Sometimes it’s for you

This site has never purported to be a journal or a diary, or really anything more than a public place where I chose to share some bits of my life with people who are interested in reading them. But it's all been very controlled, and I've been very aware of my audience — from grandparents to potential bosses to strangers — since its inception. And so most of what I think and I do goes unsaid on this site, which for the most part is OK, except that when I look back on prior entries, sometimes I wish I had a better sense of what was really happening between the lines. So this entry is more for me than for you, because this week has been really been something and I need to get that down someplace.

It's been cloudy and insanely windy for two weeks straight, and every marathon training run has been a battle against the wind whipping across the orange and red landscape. The marathon is a little more than a week away, and I realized I've been spent a third of the year training for it. Somehow I hadn't really understood the intensity of what I was undertaking. On Monday my neighbor was murdered, though I had never met her. The yellow police tape came down yesterday. Now there are "No trespassing" signs at the driveway, and there are still lots of police cars. It's brought up lots of existential questioning, for obvious reasons. I don't know when I'm leaving Nantucket nor where I'll go when I do, but slowly my friends are leaving as the seasonal work ends and they head to other jobs elsewhere. I hate the tenuousness of the relationships I'm forging here. I'm exhausted because all I do is work, eat, run, sleep and watch baseball. Occasionally I go out after work, to watch baseball. And then last night something I've wanted as long as I can remember actually happened: the Red Sox won the World Series (see the front page of the Boston Globe). When Johnny Damon hit a lead off home run, I knew we had it, but it was nine tense innings before it ended. When it did, the bar exploded in cheers, but I sat there stunned. And then I started to cry. It was just too much. Everything from the week, from the fall, from the summer, from the whole year, it just overwhelmed me.

Kitchen tales and pranks

I've found Waiter Rant through Jason the other day and I've been enjoying reading his tales from the front of the house. Working in a restaurant provides a lot of fodder for stories. Recently we were discussing kitchen pranks, tasks our chef has asked some of our more gullible employees to undertake. Highlights include asking one woman to, "drain the espresso machine" and sending another to, "get the rice stretcher out of storage." I love pranks that sound slightly plausible. There are lots of kitchen gadgets, who knows, maybe somewhere there is a rice stretcher?

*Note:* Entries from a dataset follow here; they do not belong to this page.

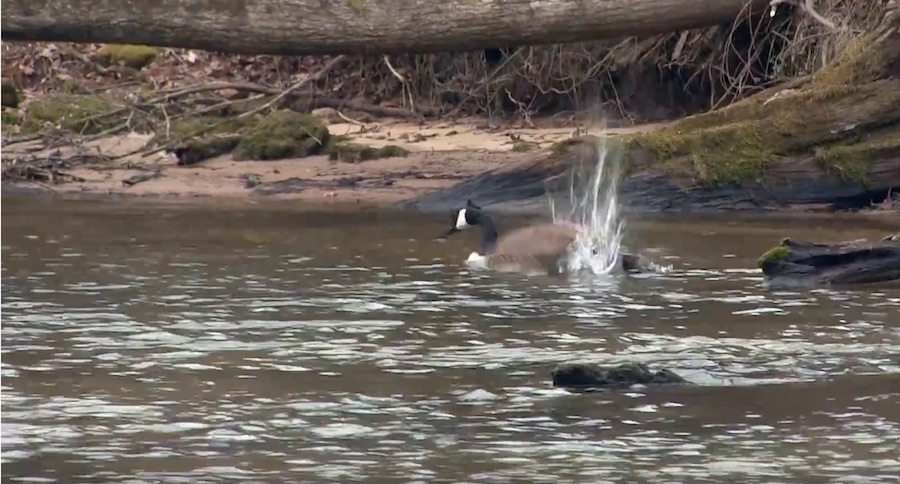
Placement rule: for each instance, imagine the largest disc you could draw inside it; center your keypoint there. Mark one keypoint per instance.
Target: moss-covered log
(297, 27)
(832, 141)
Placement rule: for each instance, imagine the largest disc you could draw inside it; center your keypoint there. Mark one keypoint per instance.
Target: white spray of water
(593, 197)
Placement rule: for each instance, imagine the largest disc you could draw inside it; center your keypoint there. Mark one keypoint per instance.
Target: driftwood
(577, 375)
(854, 262)
(141, 177)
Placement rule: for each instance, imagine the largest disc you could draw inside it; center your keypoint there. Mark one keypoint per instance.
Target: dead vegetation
(200, 105)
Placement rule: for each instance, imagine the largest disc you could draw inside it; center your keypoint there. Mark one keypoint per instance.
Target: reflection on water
(167, 344)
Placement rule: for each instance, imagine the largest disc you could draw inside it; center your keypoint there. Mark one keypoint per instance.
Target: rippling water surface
(169, 344)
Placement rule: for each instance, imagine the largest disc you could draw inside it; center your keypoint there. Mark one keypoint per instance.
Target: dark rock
(854, 262)
(791, 183)
(633, 263)
(578, 375)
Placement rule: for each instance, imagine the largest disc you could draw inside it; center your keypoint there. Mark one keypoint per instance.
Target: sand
(441, 154)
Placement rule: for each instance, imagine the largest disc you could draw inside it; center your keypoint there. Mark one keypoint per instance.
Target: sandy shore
(440, 155)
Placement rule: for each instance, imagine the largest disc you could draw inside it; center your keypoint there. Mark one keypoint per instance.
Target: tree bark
(295, 27)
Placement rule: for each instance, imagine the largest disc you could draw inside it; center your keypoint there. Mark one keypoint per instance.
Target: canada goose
(540, 248)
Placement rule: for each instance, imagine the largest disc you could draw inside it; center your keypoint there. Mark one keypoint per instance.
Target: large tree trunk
(353, 26)
(832, 141)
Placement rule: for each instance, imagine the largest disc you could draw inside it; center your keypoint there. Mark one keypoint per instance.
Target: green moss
(736, 152)
(283, 134)
(134, 56)
(524, 146)
(10, 95)
(188, 128)
(853, 162)
(71, 112)
(854, 65)
(774, 254)
(354, 153)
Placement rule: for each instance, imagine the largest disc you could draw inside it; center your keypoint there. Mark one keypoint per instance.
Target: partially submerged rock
(854, 262)
(578, 375)
(633, 263)
(134, 56)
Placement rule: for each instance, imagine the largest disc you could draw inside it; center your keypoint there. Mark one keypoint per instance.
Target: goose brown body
(537, 248)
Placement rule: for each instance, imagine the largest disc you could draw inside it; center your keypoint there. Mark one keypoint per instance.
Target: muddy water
(166, 344)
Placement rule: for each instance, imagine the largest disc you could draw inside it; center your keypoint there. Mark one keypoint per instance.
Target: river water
(146, 343)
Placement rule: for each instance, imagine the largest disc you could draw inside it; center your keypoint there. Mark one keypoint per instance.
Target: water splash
(593, 204)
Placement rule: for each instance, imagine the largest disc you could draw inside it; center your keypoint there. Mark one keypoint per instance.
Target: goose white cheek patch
(461, 220)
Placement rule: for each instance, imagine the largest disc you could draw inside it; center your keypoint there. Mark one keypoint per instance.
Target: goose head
(466, 217)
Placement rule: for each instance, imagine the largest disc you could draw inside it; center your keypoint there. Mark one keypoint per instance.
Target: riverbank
(438, 156)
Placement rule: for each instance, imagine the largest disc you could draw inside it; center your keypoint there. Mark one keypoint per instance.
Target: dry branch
(344, 27)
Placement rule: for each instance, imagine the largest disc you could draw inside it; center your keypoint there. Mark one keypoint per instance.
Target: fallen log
(854, 262)
(831, 142)
(141, 177)
(584, 376)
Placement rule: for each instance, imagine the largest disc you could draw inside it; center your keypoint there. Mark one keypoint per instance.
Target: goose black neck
(488, 235)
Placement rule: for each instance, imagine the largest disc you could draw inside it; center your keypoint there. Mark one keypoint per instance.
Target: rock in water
(578, 375)
(854, 262)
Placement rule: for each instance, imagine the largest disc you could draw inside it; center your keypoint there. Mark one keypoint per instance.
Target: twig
(315, 77)
(806, 6)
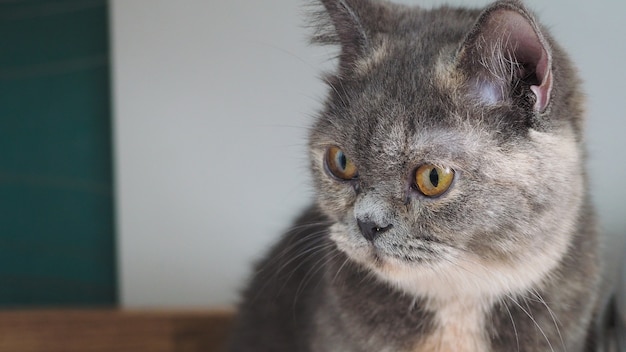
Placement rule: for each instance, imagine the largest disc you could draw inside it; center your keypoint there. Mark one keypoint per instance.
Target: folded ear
(349, 23)
(506, 51)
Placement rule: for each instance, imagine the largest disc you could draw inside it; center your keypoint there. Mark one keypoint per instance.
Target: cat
(452, 211)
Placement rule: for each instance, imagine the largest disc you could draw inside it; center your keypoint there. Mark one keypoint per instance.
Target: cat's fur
(505, 260)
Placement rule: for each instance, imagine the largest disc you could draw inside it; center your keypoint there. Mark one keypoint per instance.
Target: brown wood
(102, 330)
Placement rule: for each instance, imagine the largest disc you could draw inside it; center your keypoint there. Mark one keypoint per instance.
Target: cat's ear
(505, 51)
(350, 24)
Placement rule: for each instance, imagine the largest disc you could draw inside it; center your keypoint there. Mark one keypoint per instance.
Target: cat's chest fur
(459, 326)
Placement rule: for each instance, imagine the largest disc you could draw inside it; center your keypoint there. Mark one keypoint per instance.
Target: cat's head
(449, 148)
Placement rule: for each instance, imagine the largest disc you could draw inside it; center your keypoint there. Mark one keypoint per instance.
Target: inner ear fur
(506, 48)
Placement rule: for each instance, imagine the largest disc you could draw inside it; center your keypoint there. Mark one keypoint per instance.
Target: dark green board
(56, 203)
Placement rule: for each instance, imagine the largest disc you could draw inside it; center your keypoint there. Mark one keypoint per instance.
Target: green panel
(56, 204)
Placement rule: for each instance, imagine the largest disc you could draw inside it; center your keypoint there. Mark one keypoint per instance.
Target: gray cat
(452, 211)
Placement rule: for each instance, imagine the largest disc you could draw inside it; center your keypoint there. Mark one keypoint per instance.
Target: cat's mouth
(394, 247)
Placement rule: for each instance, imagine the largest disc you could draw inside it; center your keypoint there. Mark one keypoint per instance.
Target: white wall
(212, 102)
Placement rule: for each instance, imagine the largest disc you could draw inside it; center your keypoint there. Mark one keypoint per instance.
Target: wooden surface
(113, 330)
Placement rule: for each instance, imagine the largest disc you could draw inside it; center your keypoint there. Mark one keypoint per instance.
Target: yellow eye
(339, 165)
(432, 180)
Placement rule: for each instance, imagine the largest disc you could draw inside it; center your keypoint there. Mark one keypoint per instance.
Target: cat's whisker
(532, 318)
(554, 318)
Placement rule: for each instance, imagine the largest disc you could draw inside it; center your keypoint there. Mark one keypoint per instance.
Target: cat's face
(426, 180)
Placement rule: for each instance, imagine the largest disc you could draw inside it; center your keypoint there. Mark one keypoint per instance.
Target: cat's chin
(446, 273)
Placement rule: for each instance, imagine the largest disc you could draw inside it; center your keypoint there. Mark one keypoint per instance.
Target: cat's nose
(370, 229)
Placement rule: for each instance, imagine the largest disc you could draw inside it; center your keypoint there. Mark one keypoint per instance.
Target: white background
(212, 103)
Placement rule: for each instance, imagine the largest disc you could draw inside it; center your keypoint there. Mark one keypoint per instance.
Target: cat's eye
(433, 181)
(339, 165)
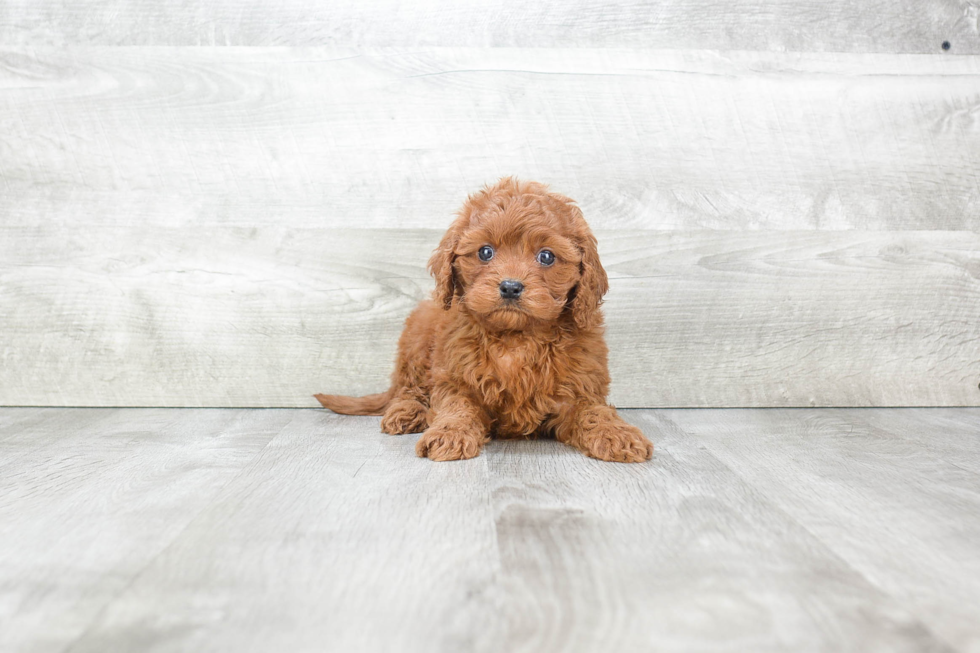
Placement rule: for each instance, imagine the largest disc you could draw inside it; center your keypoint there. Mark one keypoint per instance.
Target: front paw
(616, 441)
(450, 441)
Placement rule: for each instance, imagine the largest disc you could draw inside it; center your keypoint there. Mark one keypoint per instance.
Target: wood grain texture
(851, 484)
(295, 530)
(397, 138)
(798, 25)
(224, 316)
(679, 554)
(335, 537)
(89, 497)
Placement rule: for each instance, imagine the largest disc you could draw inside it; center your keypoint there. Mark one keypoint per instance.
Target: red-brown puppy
(512, 343)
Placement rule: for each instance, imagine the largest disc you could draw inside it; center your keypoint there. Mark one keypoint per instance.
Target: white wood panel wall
(890, 26)
(243, 226)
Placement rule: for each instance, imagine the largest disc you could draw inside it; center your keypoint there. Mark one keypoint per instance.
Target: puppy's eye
(545, 257)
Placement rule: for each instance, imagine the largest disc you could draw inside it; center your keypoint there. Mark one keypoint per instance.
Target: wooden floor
(299, 530)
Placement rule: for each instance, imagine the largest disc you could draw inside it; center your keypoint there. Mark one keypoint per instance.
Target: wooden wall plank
(397, 138)
(228, 316)
(780, 25)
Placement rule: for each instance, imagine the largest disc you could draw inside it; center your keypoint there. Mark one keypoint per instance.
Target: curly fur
(471, 365)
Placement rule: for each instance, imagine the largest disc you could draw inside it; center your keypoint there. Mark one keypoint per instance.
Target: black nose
(510, 289)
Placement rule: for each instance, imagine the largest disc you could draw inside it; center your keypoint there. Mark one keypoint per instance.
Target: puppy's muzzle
(511, 289)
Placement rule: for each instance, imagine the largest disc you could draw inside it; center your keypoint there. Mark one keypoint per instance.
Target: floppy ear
(441, 264)
(594, 282)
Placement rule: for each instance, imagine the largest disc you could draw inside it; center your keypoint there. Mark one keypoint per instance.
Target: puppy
(511, 344)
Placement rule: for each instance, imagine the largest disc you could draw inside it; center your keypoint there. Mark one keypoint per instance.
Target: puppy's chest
(519, 385)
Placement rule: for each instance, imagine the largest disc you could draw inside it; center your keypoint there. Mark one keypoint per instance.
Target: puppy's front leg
(458, 430)
(596, 430)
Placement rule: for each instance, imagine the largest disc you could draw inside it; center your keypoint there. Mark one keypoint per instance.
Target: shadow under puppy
(511, 345)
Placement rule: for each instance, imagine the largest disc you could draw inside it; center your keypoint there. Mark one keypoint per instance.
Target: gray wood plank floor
(295, 530)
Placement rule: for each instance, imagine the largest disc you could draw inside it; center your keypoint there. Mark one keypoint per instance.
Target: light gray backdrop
(216, 203)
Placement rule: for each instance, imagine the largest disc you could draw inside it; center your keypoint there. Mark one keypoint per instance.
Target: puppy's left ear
(594, 282)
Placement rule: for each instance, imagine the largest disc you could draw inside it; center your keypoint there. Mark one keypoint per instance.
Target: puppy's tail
(368, 405)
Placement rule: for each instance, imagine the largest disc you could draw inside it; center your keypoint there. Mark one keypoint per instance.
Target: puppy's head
(518, 255)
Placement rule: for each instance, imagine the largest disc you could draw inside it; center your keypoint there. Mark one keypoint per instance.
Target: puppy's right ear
(442, 264)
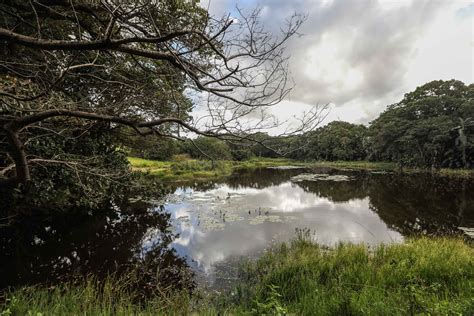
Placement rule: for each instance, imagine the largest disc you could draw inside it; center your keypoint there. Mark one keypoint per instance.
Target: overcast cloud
(361, 55)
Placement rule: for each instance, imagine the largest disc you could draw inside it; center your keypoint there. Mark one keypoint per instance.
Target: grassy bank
(192, 169)
(423, 276)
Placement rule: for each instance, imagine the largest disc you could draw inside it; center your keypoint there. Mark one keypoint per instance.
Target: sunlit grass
(422, 276)
(91, 297)
(192, 169)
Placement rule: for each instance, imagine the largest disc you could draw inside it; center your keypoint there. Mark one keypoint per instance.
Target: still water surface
(212, 226)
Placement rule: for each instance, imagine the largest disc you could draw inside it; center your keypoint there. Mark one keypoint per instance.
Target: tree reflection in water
(61, 247)
(140, 237)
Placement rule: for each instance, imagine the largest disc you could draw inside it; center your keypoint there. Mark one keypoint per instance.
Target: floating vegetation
(212, 224)
(320, 177)
(230, 217)
(260, 219)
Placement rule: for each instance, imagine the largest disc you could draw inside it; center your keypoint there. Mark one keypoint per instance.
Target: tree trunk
(18, 153)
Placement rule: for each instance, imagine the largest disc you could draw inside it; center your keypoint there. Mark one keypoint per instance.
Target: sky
(362, 55)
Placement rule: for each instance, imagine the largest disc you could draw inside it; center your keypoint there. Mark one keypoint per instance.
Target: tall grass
(423, 276)
(186, 169)
(107, 297)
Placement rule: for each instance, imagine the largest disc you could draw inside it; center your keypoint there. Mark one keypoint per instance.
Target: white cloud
(362, 55)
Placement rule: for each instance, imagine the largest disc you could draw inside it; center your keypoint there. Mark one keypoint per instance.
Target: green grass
(424, 276)
(192, 169)
(110, 297)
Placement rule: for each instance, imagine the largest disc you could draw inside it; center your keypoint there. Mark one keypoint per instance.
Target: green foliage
(422, 276)
(85, 172)
(90, 297)
(337, 141)
(212, 148)
(431, 127)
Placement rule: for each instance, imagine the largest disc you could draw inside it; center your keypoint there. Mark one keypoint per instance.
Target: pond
(210, 227)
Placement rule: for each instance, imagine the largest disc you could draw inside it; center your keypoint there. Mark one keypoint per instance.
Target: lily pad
(320, 177)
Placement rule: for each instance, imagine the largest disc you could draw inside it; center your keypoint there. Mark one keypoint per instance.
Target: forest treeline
(431, 127)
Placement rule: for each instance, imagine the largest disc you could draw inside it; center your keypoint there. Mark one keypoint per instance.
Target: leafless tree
(141, 64)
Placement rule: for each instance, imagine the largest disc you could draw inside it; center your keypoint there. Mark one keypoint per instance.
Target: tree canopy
(70, 66)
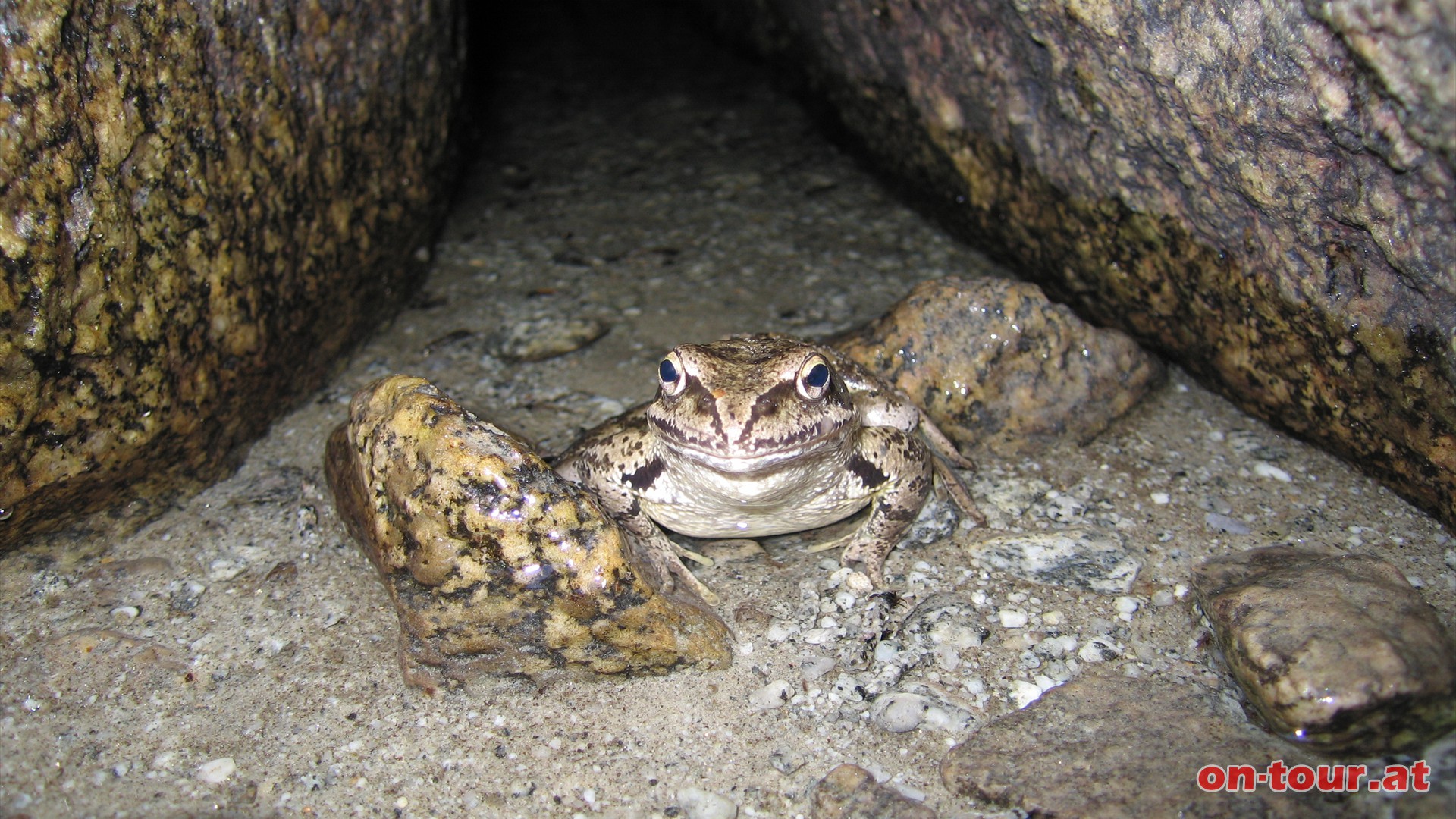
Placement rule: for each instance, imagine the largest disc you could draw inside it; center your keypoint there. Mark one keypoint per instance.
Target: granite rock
(206, 203)
(494, 563)
(1107, 745)
(996, 365)
(1331, 649)
(1263, 193)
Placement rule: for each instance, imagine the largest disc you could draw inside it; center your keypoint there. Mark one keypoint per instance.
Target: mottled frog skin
(758, 436)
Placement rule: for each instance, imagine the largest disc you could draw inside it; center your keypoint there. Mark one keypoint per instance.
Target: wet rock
(1109, 745)
(851, 792)
(1331, 649)
(995, 363)
(204, 206)
(1075, 558)
(538, 340)
(492, 561)
(1120, 155)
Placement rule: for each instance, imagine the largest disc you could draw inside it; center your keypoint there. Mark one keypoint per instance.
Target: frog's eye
(814, 378)
(670, 375)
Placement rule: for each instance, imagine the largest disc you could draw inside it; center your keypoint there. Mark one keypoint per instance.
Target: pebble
(851, 792)
(1079, 557)
(1223, 523)
(536, 340)
(1012, 618)
(698, 803)
(218, 770)
(1332, 649)
(1104, 745)
(772, 695)
(900, 711)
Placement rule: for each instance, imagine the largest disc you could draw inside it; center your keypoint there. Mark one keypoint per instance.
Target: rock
(494, 563)
(851, 792)
(538, 340)
(1075, 558)
(1331, 649)
(772, 695)
(698, 803)
(206, 203)
(1109, 745)
(1266, 194)
(995, 363)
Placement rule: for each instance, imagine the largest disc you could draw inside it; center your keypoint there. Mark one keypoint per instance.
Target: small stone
(1076, 558)
(1331, 649)
(1223, 523)
(772, 695)
(536, 340)
(1104, 745)
(814, 667)
(698, 803)
(1012, 618)
(218, 770)
(851, 792)
(1264, 469)
(1024, 692)
(1098, 651)
(900, 711)
(858, 583)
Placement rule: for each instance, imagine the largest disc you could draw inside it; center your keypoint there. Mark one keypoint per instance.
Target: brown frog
(759, 436)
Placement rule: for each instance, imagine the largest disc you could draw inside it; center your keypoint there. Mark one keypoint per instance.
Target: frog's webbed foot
(663, 558)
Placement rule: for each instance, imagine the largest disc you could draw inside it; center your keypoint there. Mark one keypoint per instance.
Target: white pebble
(902, 711)
(698, 803)
(1012, 618)
(218, 770)
(1024, 692)
(1264, 469)
(778, 632)
(772, 695)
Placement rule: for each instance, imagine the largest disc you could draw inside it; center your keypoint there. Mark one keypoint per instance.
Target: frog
(764, 435)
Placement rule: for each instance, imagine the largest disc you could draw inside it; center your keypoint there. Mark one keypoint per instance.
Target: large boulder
(202, 205)
(1261, 191)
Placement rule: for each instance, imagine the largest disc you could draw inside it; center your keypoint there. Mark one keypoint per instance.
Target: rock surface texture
(1332, 649)
(1263, 191)
(998, 365)
(204, 203)
(494, 563)
(1134, 749)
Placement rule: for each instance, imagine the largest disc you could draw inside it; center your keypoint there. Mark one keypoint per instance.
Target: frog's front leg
(894, 468)
(610, 484)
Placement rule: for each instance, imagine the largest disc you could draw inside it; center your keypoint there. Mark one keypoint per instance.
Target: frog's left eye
(670, 375)
(814, 378)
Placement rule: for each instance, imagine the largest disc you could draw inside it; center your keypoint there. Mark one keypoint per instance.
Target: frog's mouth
(733, 460)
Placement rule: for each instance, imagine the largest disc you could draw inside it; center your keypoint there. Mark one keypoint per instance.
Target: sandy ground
(237, 654)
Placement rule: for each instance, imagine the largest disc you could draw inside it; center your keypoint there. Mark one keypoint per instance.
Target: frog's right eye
(670, 375)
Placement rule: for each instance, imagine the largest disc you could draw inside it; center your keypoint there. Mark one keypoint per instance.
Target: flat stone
(1075, 558)
(1110, 746)
(849, 792)
(494, 563)
(1332, 649)
(995, 363)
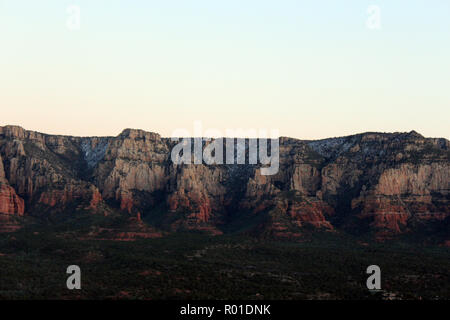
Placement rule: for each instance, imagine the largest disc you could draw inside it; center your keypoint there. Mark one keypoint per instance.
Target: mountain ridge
(383, 184)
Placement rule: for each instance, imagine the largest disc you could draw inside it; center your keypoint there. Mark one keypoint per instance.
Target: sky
(309, 69)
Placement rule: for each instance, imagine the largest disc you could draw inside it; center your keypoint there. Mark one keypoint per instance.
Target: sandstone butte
(384, 184)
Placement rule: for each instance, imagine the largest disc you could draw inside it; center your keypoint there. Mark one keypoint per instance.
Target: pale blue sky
(311, 69)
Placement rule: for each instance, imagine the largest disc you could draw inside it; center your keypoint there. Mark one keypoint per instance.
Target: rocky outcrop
(383, 183)
(10, 202)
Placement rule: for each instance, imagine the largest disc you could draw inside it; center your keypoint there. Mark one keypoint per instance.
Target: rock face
(10, 202)
(383, 184)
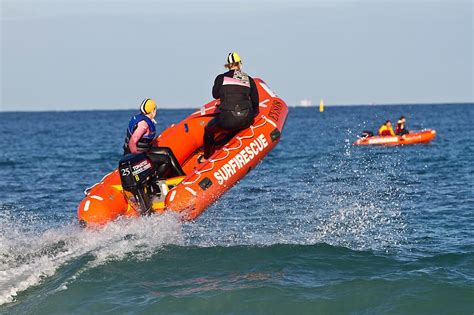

We had a good one the other day, but our hapless victim, a culinary intern, had already returned to school. We were going to ask her to, "mix up a batch of okra" to go with the salmon special. It would have been priceless to see her paging through the cookbooks to find the recipe.

And of course, I am so gullible that I'd probably fall for one of these tricks if they ever pulled one on me.

Marathon training advice

Well today I finished my final double-digit run before the marathon. Since last Sunday I've run nearly 49 miles! But now it's all downhill from here, nothing more than 9 miles, and aside from that seriously easy short stuff for my taper. Two weeks from tomorrow is the big day! As it nears, I'll post more about my expected outfit and finish time so that if you're in the area and plan to watch the race, you can cheer me on. In the meantime, now's your chance to help me out. Have you run a marathon? Do you have any advice for me? I know the main points: sleep well the night before the night before, eat well, etc. But anything else I need to know? Thanks.

The most magical day

Red Sox Make History by Beating Yankees:

From Fenway Park to Faneuil Hall, from Boston Common to Beacon Hill, the 11th pennant for the Red Sox, the first since 1986, will be remembered as the best for one reason: Beating New York in Yankee Stadium, site of last year's Game 7 meltdown.

This was for Williams and Pesky, for Yastrzemski and Yawkey, for Fisk and Rice and even Buckner and Nomar, just a few of the hundreds who suffered the pain inflicted by their New York neighbors in a rivalry that has become baseball's best.

None of the previous 25 major league teams to fall behind 3-0 even forced a series to seven games. The wild-card Red Sox became only the third of 239 teams in the four major North American leagues to overcome a 3-0 deficit in a best-of-seven series and win…It had been 100 years since Boston last won a pennant in New York on the final possible day, a 3-2 victory in a doubleheader opener at Hilltop Park in 1904.

Indeed it was a very good day.

Once in a lifetime

The Sox come back from 0-3 against the Yankees and I've refrained from posting out of superstition. I've instead watched each game, holding my breath, knocking on wood, and hoping, just hoping. And after game three, I almost even wrote an open letter to the Sox here, but decided against it. Instead, I just lay silent, hoping still. And then last night, a Bellhorn homer. And then tonight, Damon grand slam. And D. Lowe pitching like a freakin' rock star, and not just any rock star, but like Robert Plant or John Lennon, I mean, Rock Star. I did believe. I'll admit that I wavered, but I never faltered. I believed. I take my Sox do or die. And finally, they did! My oh my. World Series. I can hardly wait!!

Kicking my ass

Apparently this is the part of the marathon training that either kills you or makes you strong enough to run 26.2 miles. After yesterday's 20 miler, my schedule demanded 3 miles from my sore tired legs and feet this morning. I've never run a longer 3 miles in my life. And there's no rest for the weary, tomorrow AM calls for 8 miles. Which means that within 48 hours I'll have run 31 miles! I hope I can survive until Wednesday, which is a rest day. Yay rest day! Right now that's seeming very far off. Right now I can't even go down the stairs unless I take them one at a time, like a child. 🙁

20 miles is a very long distance

My marathon training is entering its final three weeks, and November 7th is fast approaching. I set out today for my final really long run, a 20 miler during which I covered a large portion of the Island. You can see the map of my route. I was going to keep updating this after I put the first 10 miler on, but since then I've been running all my long runs in the same general area, and the lines would have gotten all messy. But since this one was to, 'Sconset, the easternmost point in the United States, I thought I'd redo the map. It was a very long run, but I did it, and I'm getting really excited for the marathon!